Compliance rules to keep in mind

These rules apply to every message you send, not just during registration. They affect whether your campaign gets approved and stays in good standing.

Sender identifier

Every initial message, and any follow-up that isn't part of an active conversation, must clearly say who you are. Include your name and your company name.

The only exception is when you're already in a back-and-forth with the recipient. You don't need to identify yourself in every reply during a live conversation.

Opt-out Language

Every initial message must include a clear way to unsubscribe, such as "Reply STOP to opt out." This isn't optional. It's a regulatory requirement.

For ongoing conversations, you must include the opt-out reminder again at least every 30 days when starting a new initial message thread. This makes sure recipients can leave at any point, even if they engaged with you previously.

One-Time Campaign Fee

Each use case has a one-time fee that covers carrier processing costs. This is separate from your Aloware subscription. For a full breakdown, see A2P 10DLC fees: Brand and campaign costs.

Terms and Conditions

You'll need to agree to the Terms and Conditions before submitting. Read these carefully so you understand your responsibilities as a sender.

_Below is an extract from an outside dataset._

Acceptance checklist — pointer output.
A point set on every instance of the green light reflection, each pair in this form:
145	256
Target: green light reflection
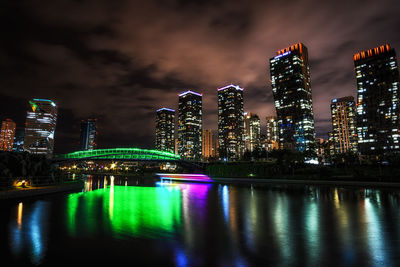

Submitting and what happens next

Click Finish to submit your campaign for review.

That's it for your part. Approval typically takes a few business days, though it can be longer for Mixed and Advanced use cases.

A note on rejections: If your campaign is rejected or comes back with a brand score of 0, your billing admin will receive an email notification. The most common reasons for rejection are missing opt-out language in the samples, vague campaign descriptions, or an opt-in explanation that doesn't clearly show consent.

After approval

Once your campaign is approved, the next step is to add your phone lines to it so they can start sending under the registered use case.


A helpful default in Aloware

When you send messages through Aloware Sequences or Broadcast, an opt-out instruction is appended to your messages automatically. You don't need to type it in manually each time.

This helps you stay compliant without extra work, but it doesn't replace the need to include opt-out language in your registration sample messages.